Il s'agit d'une nouvelle série lancée par DC Comics en 2011, à l'occasion de la remise à zéro de l'univers partagé dans le cadre de l'opération baptisée New 52. Ce tome contient les épisodes 1 à 6 de la série, parus en 2011/2012. Il s'agit du début de la série.


À Boston, un homme en pantalon et sans chemise plante un pieu dans le corps d'un vampire encore en vie, puis le décapite à l'épée. Cet homme est Andrew Bennett, il est lui aussi un vampire, âgé de 400 ans. Cette artère de Boston est jonchée de cadavres de vampires empilés les uns sur les autres. Parallèlement à ce qui semble être le temps présent, Bennett se souvient de sa dernière rencontre avec Mary Seward, une autre vampire, plus jeune, l'amour de sa vie. Ils avaient une vision diamétralement opposée de la place des vampires parmi les humains, ce qui a conduit à leur séparation. Il est partisan d'une vie la nuit, en harmonie avec les êtres humains ; elle veut imposer le règne des vampires sur terre et se nourrir à satiété. À Boston, Bennett est sur la trace de Mary, mais elle a déjà eu le temps d'organiser une petite armée à sa suite. Leur course-poursuite va les mener jusqu'à Gotham où Bennett devra faire face à Batman, pas très heureux de découvrir un train rempli de cadavres exsangues.
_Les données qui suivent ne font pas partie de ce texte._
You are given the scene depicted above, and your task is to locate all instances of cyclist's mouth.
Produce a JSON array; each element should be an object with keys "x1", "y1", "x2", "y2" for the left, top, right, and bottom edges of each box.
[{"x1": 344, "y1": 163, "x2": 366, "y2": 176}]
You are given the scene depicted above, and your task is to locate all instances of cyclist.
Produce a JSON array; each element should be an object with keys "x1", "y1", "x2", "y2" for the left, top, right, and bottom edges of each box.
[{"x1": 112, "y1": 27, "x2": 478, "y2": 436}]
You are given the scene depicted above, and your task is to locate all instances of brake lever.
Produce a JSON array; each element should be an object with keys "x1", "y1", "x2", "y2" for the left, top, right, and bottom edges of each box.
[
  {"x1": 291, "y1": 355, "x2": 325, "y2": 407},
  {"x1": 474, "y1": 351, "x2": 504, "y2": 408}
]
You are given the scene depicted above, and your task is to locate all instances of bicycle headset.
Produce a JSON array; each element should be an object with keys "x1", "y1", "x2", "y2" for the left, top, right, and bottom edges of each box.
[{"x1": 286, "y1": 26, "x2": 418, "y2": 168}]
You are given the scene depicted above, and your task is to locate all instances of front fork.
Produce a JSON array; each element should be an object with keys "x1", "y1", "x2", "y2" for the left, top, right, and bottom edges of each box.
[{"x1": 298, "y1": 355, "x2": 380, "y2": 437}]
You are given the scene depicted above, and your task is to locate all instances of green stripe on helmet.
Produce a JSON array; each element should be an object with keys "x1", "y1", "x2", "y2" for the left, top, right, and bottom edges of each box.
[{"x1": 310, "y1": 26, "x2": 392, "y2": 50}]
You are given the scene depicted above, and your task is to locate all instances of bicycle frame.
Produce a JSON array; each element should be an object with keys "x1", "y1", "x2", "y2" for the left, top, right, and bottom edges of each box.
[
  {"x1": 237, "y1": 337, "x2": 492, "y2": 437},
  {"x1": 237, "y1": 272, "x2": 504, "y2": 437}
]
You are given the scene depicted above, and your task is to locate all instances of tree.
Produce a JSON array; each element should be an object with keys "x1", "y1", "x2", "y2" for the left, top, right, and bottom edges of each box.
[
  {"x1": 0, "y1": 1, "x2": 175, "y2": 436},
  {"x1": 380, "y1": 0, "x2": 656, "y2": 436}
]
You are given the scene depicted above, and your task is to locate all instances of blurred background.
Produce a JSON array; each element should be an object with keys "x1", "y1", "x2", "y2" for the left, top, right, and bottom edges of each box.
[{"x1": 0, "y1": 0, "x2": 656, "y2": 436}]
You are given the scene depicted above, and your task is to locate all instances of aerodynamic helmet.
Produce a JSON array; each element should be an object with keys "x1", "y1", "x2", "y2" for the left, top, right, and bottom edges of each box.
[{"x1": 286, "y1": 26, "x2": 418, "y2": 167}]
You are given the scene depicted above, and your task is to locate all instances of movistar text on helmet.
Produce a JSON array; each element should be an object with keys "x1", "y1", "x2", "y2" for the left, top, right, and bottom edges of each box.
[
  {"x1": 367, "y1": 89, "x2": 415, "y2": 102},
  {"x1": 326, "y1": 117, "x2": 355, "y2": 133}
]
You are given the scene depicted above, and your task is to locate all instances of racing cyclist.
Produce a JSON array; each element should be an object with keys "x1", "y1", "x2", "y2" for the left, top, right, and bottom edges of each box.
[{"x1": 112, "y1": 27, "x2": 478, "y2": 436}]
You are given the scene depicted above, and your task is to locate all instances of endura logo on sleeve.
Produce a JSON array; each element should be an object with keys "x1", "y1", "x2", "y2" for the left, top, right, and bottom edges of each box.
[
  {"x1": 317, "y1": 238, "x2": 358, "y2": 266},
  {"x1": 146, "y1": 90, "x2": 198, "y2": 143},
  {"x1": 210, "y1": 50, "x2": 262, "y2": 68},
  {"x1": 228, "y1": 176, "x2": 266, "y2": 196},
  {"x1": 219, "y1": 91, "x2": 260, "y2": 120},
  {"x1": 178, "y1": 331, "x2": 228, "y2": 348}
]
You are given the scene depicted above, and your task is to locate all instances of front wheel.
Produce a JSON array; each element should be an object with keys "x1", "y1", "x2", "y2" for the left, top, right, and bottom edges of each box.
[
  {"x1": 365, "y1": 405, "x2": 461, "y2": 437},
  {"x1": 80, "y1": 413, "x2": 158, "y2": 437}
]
En 2011, DC Comics lance 52 nouvelles séries. Il y a celles qui constituent autant d'évidence (Superman, Batman, Green Lantern, Wonder Woman) et quelques unes que personne n'attendait comme celle de "I, vampire". Il s'agit pour DC Comics de faire fructifier son catalogue de personnages et voir ce qui marche au bout de quelques mois. Ça marche, la série est confirmée ; les lecteurs n'achètent pas, la série s'arrête et est remplacée par une autre. Celle de "I, vampire" s'est suffisamment vendue pour survivre aux 2 premières vagues de nettoyage.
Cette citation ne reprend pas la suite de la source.